From: Eric Biggers <ebiggers@kernel.org>
To: syzbot <syzbot+d5455bac3ba1ee9114e5@syzkaller.appspotmail.com>
Cc: davem@davemloft.net, herbert@gondor.apana.org.au, hpa@zytor.com,
linux-crypto@vger.kernel.org, linux-kernel@vger.kernel.org,
mingo@redhat.com, syzkaller-bugs@googlegroups.com,
tglx@linutronix.de, x86@kernel.org
Subject: Re: KASAN: use-after-free Read in sha512_ctx_mgr_resubmit
Date: Fri, 5 Oct 2018 15:33:07 -0700 [thread overview]
Message-ID: <20181005223307.GB184636@gmail.com> (raw)

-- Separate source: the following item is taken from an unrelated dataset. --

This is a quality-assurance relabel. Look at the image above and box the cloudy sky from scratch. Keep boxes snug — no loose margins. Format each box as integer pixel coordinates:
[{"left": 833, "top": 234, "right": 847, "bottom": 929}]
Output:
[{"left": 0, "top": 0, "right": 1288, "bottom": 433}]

In-Reply-To: <00000000000072d64d05737b6b8c@google.com>
On Wed, Aug 15, 2018 at 09:00:04AM -0700, syzbot wrote:
> Hello,
>
> syzbot found the following crash on:
>
> HEAD commit: 7796916146b8 Merge branch 'x86-cpu-for-linus' of git://git..
> git tree: upstream
> console output: https://syzkaller.appspot.com/x/log.txt?x=164b1922400000
> kernel config: https://syzkaller.appspot.com/x/.config?x=265bef9882cce8d7
> dashboard link: https://syzkaller.appspot.com/bug?extid=d5455bac3ba1ee9114e5
> compiler: gcc (GCC) 8.0.1 20180413 (experimental)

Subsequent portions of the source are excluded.